As the primary care partner, I’ve learned many useful lessons: how to set boundaries, how to ask for help, how to create a team, and how to delegate. Most importantly, I've learned to nurture hope. Not the kind where a cure is around the corner, but where today is pretty great and tomorrow might be even better. Or where today is pretty lousy, but tomorrow could be just a little bit better. It helps us both to frame and accept setbacks as transient and malleable.

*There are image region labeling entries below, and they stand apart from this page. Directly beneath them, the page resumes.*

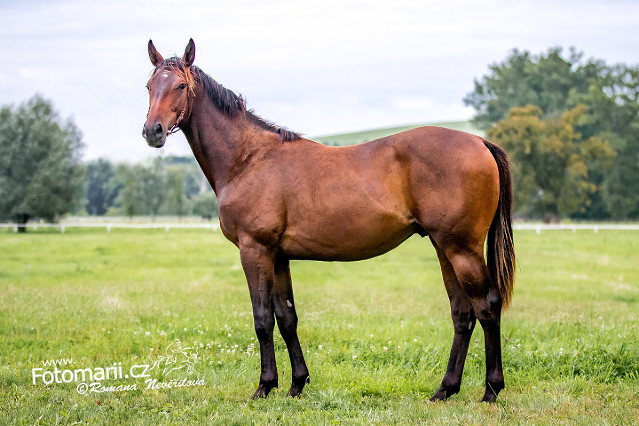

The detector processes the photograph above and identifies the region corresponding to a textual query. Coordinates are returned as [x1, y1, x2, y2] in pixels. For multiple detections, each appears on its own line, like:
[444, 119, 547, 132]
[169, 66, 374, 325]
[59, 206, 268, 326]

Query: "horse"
[142, 39, 515, 402]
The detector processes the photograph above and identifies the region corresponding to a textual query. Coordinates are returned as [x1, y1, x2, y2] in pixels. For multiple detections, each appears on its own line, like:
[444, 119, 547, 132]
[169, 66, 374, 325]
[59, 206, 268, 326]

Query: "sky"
[0, 0, 639, 162]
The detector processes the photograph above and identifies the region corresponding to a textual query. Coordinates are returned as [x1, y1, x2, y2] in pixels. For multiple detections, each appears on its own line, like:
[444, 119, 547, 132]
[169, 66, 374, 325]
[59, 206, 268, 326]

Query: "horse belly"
[280, 208, 420, 261]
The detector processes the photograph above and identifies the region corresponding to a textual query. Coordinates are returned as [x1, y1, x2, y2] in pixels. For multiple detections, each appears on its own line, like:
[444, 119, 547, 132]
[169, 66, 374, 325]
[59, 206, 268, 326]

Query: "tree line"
[83, 157, 217, 220]
[464, 48, 639, 221]
[0, 95, 217, 230]
[0, 48, 639, 223]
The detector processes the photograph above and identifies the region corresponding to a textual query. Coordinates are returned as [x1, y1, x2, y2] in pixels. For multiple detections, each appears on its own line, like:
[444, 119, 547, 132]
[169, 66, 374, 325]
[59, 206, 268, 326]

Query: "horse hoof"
[286, 376, 311, 398]
[251, 383, 277, 399]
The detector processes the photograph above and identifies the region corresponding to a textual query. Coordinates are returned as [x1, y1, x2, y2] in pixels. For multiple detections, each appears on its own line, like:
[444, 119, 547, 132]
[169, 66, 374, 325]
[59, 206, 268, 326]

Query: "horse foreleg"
[430, 243, 476, 401]
[240, 241, 278, 399]
[273, 257, 309, 397]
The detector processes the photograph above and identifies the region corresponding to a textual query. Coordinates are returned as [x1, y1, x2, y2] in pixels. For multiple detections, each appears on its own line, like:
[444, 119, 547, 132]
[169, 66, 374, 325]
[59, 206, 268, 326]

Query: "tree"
[0, 95, 84, 231]
[116, 159, 166, 218]
[464, 47, 605, 130]
[166, 166, 187, 217]
[488, 105, 616, 220]
[464, 48, 639, 219]
[85, 158, 123, 216]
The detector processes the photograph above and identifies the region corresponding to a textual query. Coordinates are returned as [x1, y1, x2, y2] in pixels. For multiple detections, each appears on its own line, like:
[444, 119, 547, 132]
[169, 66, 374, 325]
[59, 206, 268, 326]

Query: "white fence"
[0, 223, 220, 233]
[513, 223, 639, 234]
[0, 222, 639, 234]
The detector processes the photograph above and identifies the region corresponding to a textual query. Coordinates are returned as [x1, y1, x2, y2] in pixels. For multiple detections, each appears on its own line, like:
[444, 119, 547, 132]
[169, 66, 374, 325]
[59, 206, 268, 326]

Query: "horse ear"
[149, 40, 164, 67]
[182, 39, 195, 68]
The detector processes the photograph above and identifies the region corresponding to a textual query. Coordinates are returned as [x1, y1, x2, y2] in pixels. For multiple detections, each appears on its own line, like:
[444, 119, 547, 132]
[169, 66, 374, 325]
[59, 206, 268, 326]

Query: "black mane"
[160, 57, 302, 142]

Recently I spoke with Mark Mapstone, a neuroscientist and neuropsychologist at UC-Irvine during our foundation's Monthly Care Partner Meetup and asked him if it was a fault to be too optimistic. He said, "A good dose of optimism is really important. What else do we have?"

Further, he said, "You want to make sure every day is the best it can be, and there're going to be days that you're not your best. There are going to be days when your partner is not the best, and you have to take those and move past. It's in the past. But hope. Yes, hope is important."

Hope gives you a future but is grounded in redefining expectations. Hope is a verb that helps you work toward something better even when the gains are liminal.

We created the Davis Phinney Foundation for Parkinson's 20 years ago to help others also dealing with this confounding disease and to encourage this form of "can-do" thinking. We’ve been fortunate to make good friends in the community of people living with Parkinson’s, their care partners, and expert clinicians. We learn from and support each other. Most of us learn to lean into hope even when it's elusive.

Our secret sauce is an ever-changing recipe that starts and ends with hope.

We rely on honesty and trust, and almost daily doses of forgiveness because things never seem to go as planned. We sprinkle in large doses of humor. Sometimes we make mistakes but acknowledge our imperfections routinely, which spurs us to try to do better. We don't always succeed. We're not infallible, but we are flexible. Our genuine affection for each other enables us to stay in the present and to get on each other’s wavelength (and, for the most part, not on each other’s nerves).

We—like many others living with incurable diseases—walk a fine line between giving in and giving up. Giving in to Parkinson’s has allowed both of us to acknowledge the unwanted guest whom we don’t particularly like but are by now quite used to. And, together, we’ve found spaciousness and opportunity in a more simplified life.

When we feel like giving up, we try to reach out—if not to each other, then to friends and our family. It's too easy to become isolated, which is why creating a caring team—a circle of care to be more accurate—has been so important. We’ve also learned that being honest but mostly upbeat with others is a gift worth sharing.

I used to proudly say I was an incurable optimist, but that feels oddly false and far too passive now. Hope requires action toward a better outcome, bringing me back to the skills learned during my elite athlete days when I accepted the setbacks as part of the process of growing stronger and striving to be better.

Getting better may be a dream, but hope is the engine that keeps us both going.

References

Davis Phinney Foundation for Parkinson's Care Partner Monthly Meetup.